I am a child again. I run from there. With the words hanging from the branches of the dried bush, I run. I crash back through the bush, run over the rubbish dump, and into the bush on the other side. I keep running, away from the house. I feel thorns in my feet, but I carry on. A branch hits me on the head, but I pick myself up and run blindly on and on until I crash into the fence at the bottom of the property. The barbed wire pierces me, clings to me. I try to pull myself off it, but it clings tighter. I feel my head spinning and the world begins to blacken.

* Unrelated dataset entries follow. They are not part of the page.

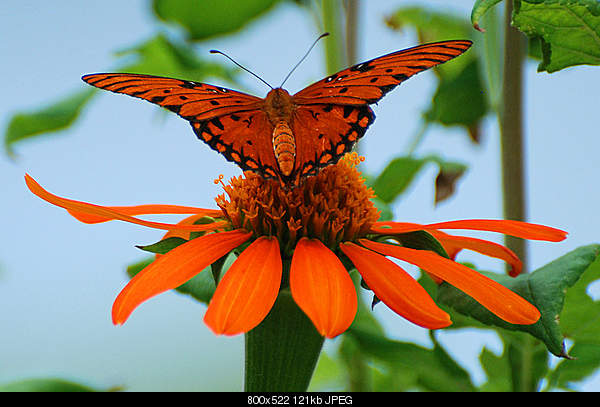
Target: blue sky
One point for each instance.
(58, 277)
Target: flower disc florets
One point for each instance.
(333, 206)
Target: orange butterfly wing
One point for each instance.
(232, 123)
(327, 119)
(332, 114)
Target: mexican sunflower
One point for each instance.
(306, 239)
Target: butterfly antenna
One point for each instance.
(304, 57)
(214, 51)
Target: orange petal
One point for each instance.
(515, 228)
(454, 244)
(248, 290)
(146, 210)
(396, 288)
(83, 209)
(493, 296)
(175, 268)
(322, 287)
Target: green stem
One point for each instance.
(511, 127)
(513, 178)
(282, 352)
(334, 57)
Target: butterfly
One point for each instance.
(282, 136)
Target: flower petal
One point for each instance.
(396, 288)
(454, 244)
(248, 290)
(515, 228)
(146, 210)
(322, 287)
(175, 268)
(83, 209)
(493, 296)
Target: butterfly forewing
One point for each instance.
(327, 118)
(191, 100)
(368, 82)
(324, 133)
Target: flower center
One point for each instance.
(332, 206)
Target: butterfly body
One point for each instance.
(282, 136)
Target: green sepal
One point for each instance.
(163, 246)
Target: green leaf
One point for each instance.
(497, 370)
(432, 369)
(586, 359)
(569, 30)
(209, 18)
(57, 116)
(579, 323)
(157, 56)
(164, 57)
(479, 9)
(400, 172)
(44, 386)
(545, 288)
(164, 246)
(201, 287)
(459, 100)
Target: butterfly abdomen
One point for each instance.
(284, 147)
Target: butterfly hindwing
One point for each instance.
(244, 138)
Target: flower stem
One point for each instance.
(282, 352)
(513, 177)
(511, 128)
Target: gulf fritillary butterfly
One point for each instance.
(283, 136)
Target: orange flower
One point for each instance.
(300, 240)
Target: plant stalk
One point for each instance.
(513, 172)
(282, 352)
(511, 128)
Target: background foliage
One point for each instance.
(457, 109)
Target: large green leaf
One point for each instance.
(580, 323)
(431, 369)
(569, 30)
(545, 288)
(480, 8)
(56, 116)
(44, 386)
(164, 57)
(209, 18)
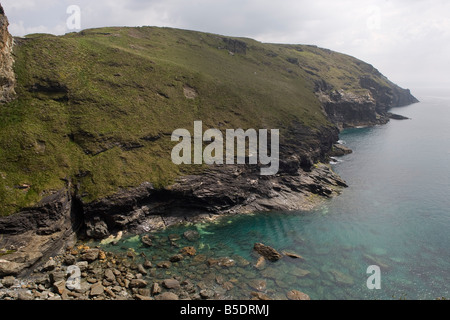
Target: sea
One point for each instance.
(386, 237)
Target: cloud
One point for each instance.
(397, 36)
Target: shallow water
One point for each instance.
(395, 214)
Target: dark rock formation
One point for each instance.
(235, 46)
(35, 234)
(348, 109)
(267, 252)
(340, 150)
(7, 77)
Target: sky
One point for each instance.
(406, 40)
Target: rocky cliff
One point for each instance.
(85, 147)
(7, 76)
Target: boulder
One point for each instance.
(258, 284)
(97, 289)
(10, 268)
(147, 241)
(109, 275)
(167, 296)
(90, 255)
(49, 265)
(293, 255)
(138, 283)
(171, 284)
(267, 252)
(188, 251)
(191, 235)
(164, 264)
(297, 295)
(176, 258)
(8, 281)
(261, 263)
(156, 289)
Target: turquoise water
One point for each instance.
(395, 214)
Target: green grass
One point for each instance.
(84, 98)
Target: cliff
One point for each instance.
(7, 77)
(86, 145)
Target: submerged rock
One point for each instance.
(191, 235)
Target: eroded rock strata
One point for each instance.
(28, 238)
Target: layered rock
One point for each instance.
(7, 77)
(34, 234)
(347, 109)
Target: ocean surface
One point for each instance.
(395, 214)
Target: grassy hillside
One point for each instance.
(98, 107)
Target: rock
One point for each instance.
(8, 268)
(97, 289)
(240, 261)
(156, 289)
(56, 276)
(102, 255)
(342, 278)
(138, 283)
(397, 116)
(260, 296)
(74, 279)
(191, 235)
(142, 297)
(69, 260)
(164, 264)
(297, 295)
(109, 275)
(8, 281)
(60, 286)
(141, 269)
(376, 261)
(222, 262)
(167, 296)
(171, 284)
(49, 265)
(300, 272)
(82, 265)
(174, 237)
(228, 285)
(7, 76)
(293, 255)
(257, 284)
(261, 263)
(188, 251)
(147, 264)
(267, 252)
(340, 150)
(25, 296)
(206, 293)
(176, 258)
(147, 241)
(144, 292)
(91, 255)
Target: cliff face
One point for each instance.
(7, 77)
(348, 109)
(87, 145)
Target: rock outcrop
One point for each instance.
(35, 234)
(7, 77)
(347, 109)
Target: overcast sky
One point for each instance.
(407, 40)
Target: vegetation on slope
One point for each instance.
(97, 108)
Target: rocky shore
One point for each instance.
(85, 273)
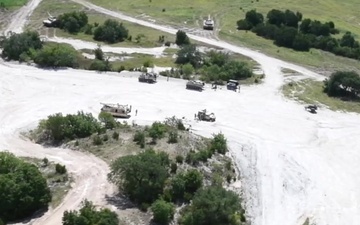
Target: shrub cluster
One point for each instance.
(23, 190)
(288, 29)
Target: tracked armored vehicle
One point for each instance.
(116, 110)
(232, 85)
(195, 85)
(203, 115)
(311, 108)
(208, 24)
(147, 78)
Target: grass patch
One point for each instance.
(147, 37)
(344, 15)
(59, 183)
(13, 4)
(311, 92)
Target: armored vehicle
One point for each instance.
(117, 110)
(203, 115)
(148, 78)
(208, 24)
(51, 21)
(232, 85)
(311, 108)
(195, 85)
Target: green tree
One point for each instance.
(157, 131)
(213, 205)
(276, 17)
(218, 144)
(108, 120)
(59, 128)
(111, 31)
(23, 190)
(254, 18)
(18, 44)
(182, 38)
(57, 55)
(89, 215)
(163, 212)
(189, 54)
(141, 177)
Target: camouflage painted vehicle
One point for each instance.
(148, 78)
(116, 110)
(203, 115)
(311, 108)
(232, 85)
(195, 85)
(208, 24)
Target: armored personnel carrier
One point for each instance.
(203, 115)
(195, 85)
(116, 110)
(232, 85)
(147, 78)
(208, 24)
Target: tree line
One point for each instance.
(211, 66)
(289, 29)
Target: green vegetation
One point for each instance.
(229, 12)
(89, 215)
(212, 206)
(212, 66)
(157, 180)
(312, 92)
(343, 84)
(142, 177)
(23, 189)
(285, 29)
(163, 212)
(11, 4)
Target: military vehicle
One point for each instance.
(232, 85)
(116, 110)
(195, 85)
(311, 108)
(147, 78)
(208, 24)
(51, 21)
(203, 115)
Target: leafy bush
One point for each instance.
(115, 136)
(60, 128)
(60, 169)
(57, 55)
(108, 120)
(218, 144)
(163, 212)
(23, 44)
(111, 31)
(343, 84)
(173, 167)
(213, 205)
(88, 215)
(141, 177)
(185, 183)
(139, 138)
(97, 140)
(72, 22)
(157, 131)
(182, 38)
(23, 190)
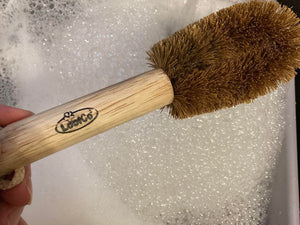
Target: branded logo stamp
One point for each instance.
(76, 120)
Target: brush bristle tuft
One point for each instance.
(229, 57)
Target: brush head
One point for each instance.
(229, 57)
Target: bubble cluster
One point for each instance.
(214, 168)
(7, 86)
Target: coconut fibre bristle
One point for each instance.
(229, 57)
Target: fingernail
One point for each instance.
(14, 217)
(28, 184)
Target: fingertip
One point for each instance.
(21, 194)
(22, 222)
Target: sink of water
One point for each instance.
(232, 166)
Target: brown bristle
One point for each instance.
(229, 57)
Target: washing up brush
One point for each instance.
(227, 58)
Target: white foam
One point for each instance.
(212, 169)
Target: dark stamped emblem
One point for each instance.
(76, 120)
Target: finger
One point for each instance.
(11, 114)
(21, 194)
(22, 222)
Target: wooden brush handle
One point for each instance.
(40, 135)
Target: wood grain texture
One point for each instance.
(36, 137)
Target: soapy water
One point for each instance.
(215, 168)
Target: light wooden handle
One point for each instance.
(40, 135)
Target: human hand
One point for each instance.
(12, 201)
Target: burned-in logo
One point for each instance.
(76, 120)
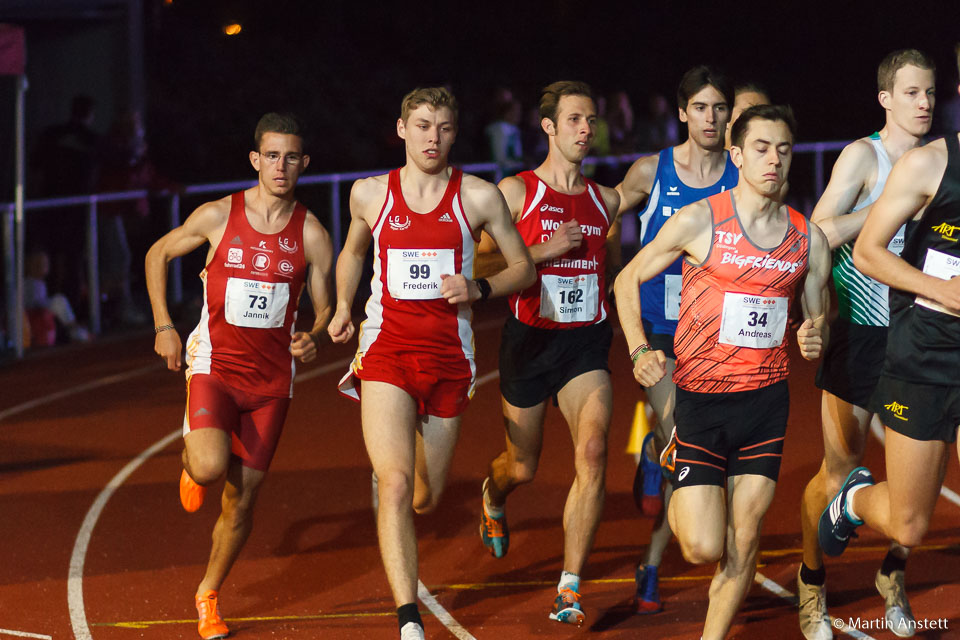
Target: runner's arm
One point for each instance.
(847, 180)
(815, 300)
(363, 198)
(494, 217)
(910, 187)
(198, 228)
(318, 250)
(682, 232)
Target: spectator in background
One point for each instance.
(620, 122)
(51, 318)
(503, 134)
(65, 161)
(660, 128)
(125, 167)
(66, 155)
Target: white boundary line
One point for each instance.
(78, 616)
(24, 634)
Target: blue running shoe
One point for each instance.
(648, 593)
(836, 526)
(566, 608)
(648, 482)
(493, 531)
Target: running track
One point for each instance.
(94, 544)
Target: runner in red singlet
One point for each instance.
(557, 339)
(415, 355)
(746, 255)
(265, 248)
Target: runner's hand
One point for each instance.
(302, 346)
(567, 236)
(810, 340)
(168, 346)
(650, 368)
(457, 289)
(341, 327)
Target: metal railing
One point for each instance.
(13, 250)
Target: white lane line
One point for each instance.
(877, 429)
(441, 614)
(72, 391)
(425, 596)
(78, 617)
(24, 634)
(836, 623)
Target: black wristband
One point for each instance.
(484, 287)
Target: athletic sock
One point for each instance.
(892, 563)
(492, 511)
(569, 581)
(813, 577)
(408, 613)
(848, 504)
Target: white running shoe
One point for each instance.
(899, 617)
(411, 631)
(814, 620)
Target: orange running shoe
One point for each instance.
(191, 494)
(211, 625)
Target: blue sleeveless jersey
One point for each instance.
(660, 296)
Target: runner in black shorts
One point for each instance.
(535, 364)
(556, 341)
(721, 435)
(854, 356)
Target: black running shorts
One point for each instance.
(851, 365)
(536, 363)
(918, 411)
(729, 434)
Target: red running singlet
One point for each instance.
(251, 288)
(735, 307)
(406, 312)
(570, 291)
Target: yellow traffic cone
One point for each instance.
(639, 429)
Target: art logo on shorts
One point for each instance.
(261, 261)
(947, 231)
(897, 410)
(399, 224)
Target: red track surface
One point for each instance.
(312, 569)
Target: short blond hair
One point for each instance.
(436, 97)
(887, 71)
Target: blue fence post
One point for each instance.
(93, 262)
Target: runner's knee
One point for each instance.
(395, 488)
(592, 454)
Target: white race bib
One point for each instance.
(939, 265)
(256, 304)
(672, 284)
(414, 274)
(756, 322)
(569, 298)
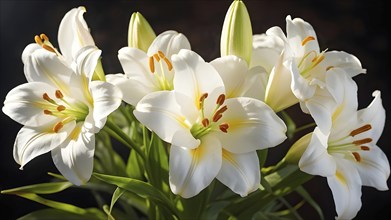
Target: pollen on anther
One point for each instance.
(306, 40)
(38, 40)
(46, 97)
(205, 122)
(362, 141)
(220, 99)
(224, 127)
(58, 126)
(360, 130)
(151, 64)
(59, 94)
(356, 156)
(60, 108)
(169, 64)
(47, 112)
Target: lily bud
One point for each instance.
(140, 33)
(297, 149)
(236, 36)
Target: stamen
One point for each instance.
(329, 67)
(44, 37)
(58, 126)
(216, 117)
(169, 64)
(151, 64)
(61, 108)
(356, 156)
(205, 122)
(48, 48)
(307, 39)
(161, 54)
(46, 97)
(38, 40)
(156, 57)
(47, 112)
(224, 127)
(362, 141)
(360, 130)
(220, 99)
(59, 94)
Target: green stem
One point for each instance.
(117, 133)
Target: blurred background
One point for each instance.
(357, 27)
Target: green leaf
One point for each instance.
(158, 164)
(116, 195)
(42, 188)
(140, 188)
(307, 197)
(50, 214)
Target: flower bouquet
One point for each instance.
(197, 132)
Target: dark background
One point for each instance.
(357, 27)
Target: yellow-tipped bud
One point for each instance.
(140, 33)
(236, 36)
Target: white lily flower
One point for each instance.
(347, 153)
(61, 109)
(151, 71)
(239, 80)
(211, 136)
(302, 66)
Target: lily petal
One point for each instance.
(73, 33)
(25, 104)
(315, 159)
(193, 76)
(107, 98)
(169, 42)
(192, 170)
(346, 189)
(240, 172)
(132, 90)
(252, 126)
(45, 66)
(74, 158)
(160, 112)
(375, 115)
(33, 142)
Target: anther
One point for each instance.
(59, 94)
(307, 39)
(224, 127)
(356, 156)
(60, 108)
(46, 97)
(151, 64)
(161, 54)
(169, 64)
(329, 67)
(360, 130)
(205, 122)
(362, 141)
(156, 57)
(48, 48)
(44, 37)
(58, 126)
(47, 112)
(38, 40)
(220, 99)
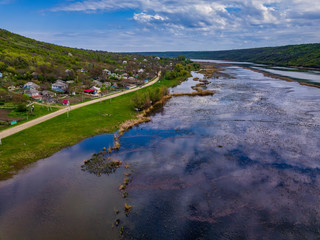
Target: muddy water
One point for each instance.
(242, 164)
(305, 75)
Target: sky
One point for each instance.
(164, 25)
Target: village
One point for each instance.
(18, 103)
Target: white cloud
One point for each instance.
(4, 2)
(146, 18)
(233, 23)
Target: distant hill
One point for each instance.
(21, 58)
(304, 55)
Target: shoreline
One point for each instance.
(14, 158)
(267, 74)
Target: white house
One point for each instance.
(30, 85)
(59, 86)
(97, 83)
(106, 72)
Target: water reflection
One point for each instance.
(242, 164)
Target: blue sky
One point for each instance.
(164, 25)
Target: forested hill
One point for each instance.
(304, 55)
(21, 56)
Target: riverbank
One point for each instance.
(266, 74)
(46, 138)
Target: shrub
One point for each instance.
(21, 108)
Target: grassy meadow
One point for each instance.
(55, 134)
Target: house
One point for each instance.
(30, 85)
(96, 90)
(106, 72)
(46, 93)
(69, 71)
(107, 84)
(131, 86)
(32, 93)
(59, 86)
(66, 102)
(11, 88)
(97, 83)
(89, 91)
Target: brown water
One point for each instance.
(242, 164)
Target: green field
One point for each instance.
(53, 135)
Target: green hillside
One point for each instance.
(304, 55)
(23, 56)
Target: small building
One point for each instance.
(107, 84)
(46, 93)
(89, 91)
(59, 86)
(31, 92)
(96, 89)
(11, 88)
(106, 72)
(131, 86)
(97, 83)
(66, 102)
(30, 85)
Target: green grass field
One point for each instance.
(53, 135)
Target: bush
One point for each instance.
(21, 108)
(143, 100)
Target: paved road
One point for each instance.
(11, 131)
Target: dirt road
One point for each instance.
(11, 131)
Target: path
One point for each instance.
(11, 131)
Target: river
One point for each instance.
(301, 75)
(241, 164)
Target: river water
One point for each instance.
(304, 75)
(242, 164)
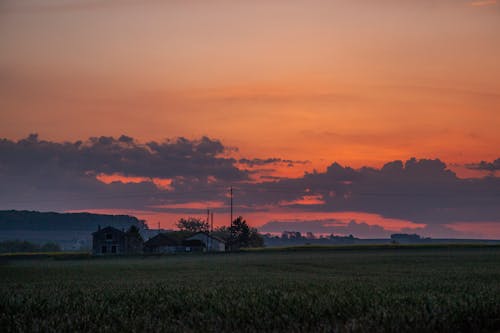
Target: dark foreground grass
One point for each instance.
(386, 290)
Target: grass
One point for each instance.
(438, 289)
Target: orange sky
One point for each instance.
(358, 82)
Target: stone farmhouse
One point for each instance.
(111, 241)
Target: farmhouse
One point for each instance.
(112, 241)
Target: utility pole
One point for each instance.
(212, 221)
(208, 230)
(231, 196)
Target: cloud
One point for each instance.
(124, 155)
(422, 191)
(272, 160)
(165, 176)
(359, 229)
(485, 166)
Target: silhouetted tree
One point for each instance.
(192, 224)
(241, 235)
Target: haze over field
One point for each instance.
(311, 110)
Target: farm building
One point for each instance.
(175, 242)
(163, 243)
(112, 241)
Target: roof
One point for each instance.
(162, 240)
(208, 235)
(107, 230)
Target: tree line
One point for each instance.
(238, 235)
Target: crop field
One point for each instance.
(437, 289)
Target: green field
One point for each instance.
(443, 289)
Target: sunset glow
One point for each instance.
(157, 108)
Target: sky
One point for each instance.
(155, 108)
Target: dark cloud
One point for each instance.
(105, 154)
(359, 229)
(38, 174)
(423, 191)
(485, 166)
(266, 161)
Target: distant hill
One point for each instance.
(50, 221)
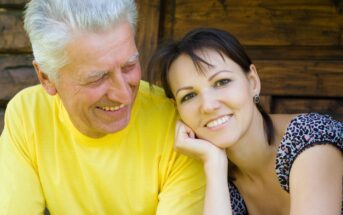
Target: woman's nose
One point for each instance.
(209, 102)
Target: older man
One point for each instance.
(91, 138)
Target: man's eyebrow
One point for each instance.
(132, 59)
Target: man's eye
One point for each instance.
(222, 82)
(128, 68)
(98, 80)
(187, 97)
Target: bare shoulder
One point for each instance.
(316, 181)
(281, 123)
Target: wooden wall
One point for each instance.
(297, 45)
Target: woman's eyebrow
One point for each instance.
(217, 73)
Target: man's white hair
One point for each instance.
(51, 23)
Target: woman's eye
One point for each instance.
(187, 97)
(222, 82)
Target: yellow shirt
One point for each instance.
(46, 162)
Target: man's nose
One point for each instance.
(209, 102)
(119, 89)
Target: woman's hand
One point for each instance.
(214, 158)
(217, 197)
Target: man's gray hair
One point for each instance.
(50, 24)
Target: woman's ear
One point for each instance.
(43, 78)
(254, 80)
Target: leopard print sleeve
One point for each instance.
(237, 202)
(304, 131)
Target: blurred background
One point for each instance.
(296, 45)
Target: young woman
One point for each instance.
(255, 163)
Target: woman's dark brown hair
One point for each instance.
(197, 40)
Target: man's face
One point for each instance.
(99, 84)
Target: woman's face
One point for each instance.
(217, 104)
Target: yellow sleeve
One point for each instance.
(184, 188)
(20, 189)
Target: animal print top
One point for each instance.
(304, 131)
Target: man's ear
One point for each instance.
(43, 78)
(254, 80)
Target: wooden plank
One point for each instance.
(13, 2)
(291, 23)
(12, 34)
(147, 33)
(299, 78)
(16, 73)
(332, 53)
(331, 106)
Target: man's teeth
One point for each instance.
(106, 108)
(217, 122)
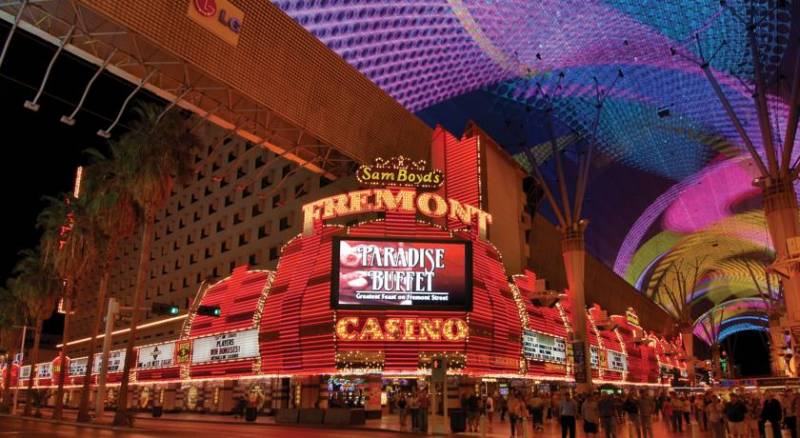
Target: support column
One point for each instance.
(780, 209)
(688, 345)
(573, 250)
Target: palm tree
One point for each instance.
(37, 286)
(678, 284)
(116, 217)
(69, 245)
(152, 159)
(10, 324)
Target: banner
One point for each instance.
(155, 356)
(227, 346)
(116, 361)
(407, 274)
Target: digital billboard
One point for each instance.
(413, 274)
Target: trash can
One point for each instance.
(458, 420)
(250, 414)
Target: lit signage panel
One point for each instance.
(416, 274)
(543, 348)
(155, 356)
(116, 360)
(617, 361)
(44, 370)
(77, 367)
(227, 346)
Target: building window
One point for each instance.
(300, 190)
(284, 223)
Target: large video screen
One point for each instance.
(372, 273)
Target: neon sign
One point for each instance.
(428, 204)
(399, 172)
(351, 328)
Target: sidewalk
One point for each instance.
(388, 423)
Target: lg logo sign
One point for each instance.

And then the dogs come – the neighbour’s, strays maybe. There are four of them, five, perhaps more. They run through the bush towards me. I hang on the fence. I see their eyes in the shade. They hurl themselves at the fence and I hear their barks and on my face I feel their breath and in my throat the foul smell of rotting meat. The tooth of one of them catches me and there is blood and I watch it drip into the dust. I remember this: I watch the blood, the silent fall, as if slowed down. I do not watch the dogs. I do not care about them.
I hang there, separated by wire from dogs that would kill me if they could. I wait. I will wait for them. The wire cannot hold forever.
I grow still, my breathing slows. I hang there, entangled, wondering how long I could stay here. How long it would take until I dried out, dried out so much the wind could lift me up and blow me away.
The boy is found later. Not by his father or mother, but by someone else. He cannot remember who. Perhaps a family friend arrived to lend support.
I think of me as other, as somehow not the same flesh and blood as I am now. Between him and me there is a break, a fissure.
I remember the cold. Not the weather – the coldness of bones. The boy wakes to footsteps behind him, then a voice. He cannot hear what it says. The dogs have gone.
The man picks the boy off the fence, eases him off. Meat off a butcher’s spike. In truth he was not impaled, just pinned. The panic of an eight-year-old.
They return to the house, the boy in front, the man slightly behind. The boy looks at the ground, the man at the boy. I remember the back of my neck: ice-cold, as if gripped by an iron hand.
We step into the kitchen and my father is there, leaning over a sink, his hands on either side, head hanging down. He lifts it when he hears us come in. He looks at me, his boy. He looks at me and there is nothing on his face, a blankness that I, the man, had forgotten, but now remember. And it hits me again, the full force of this nothing.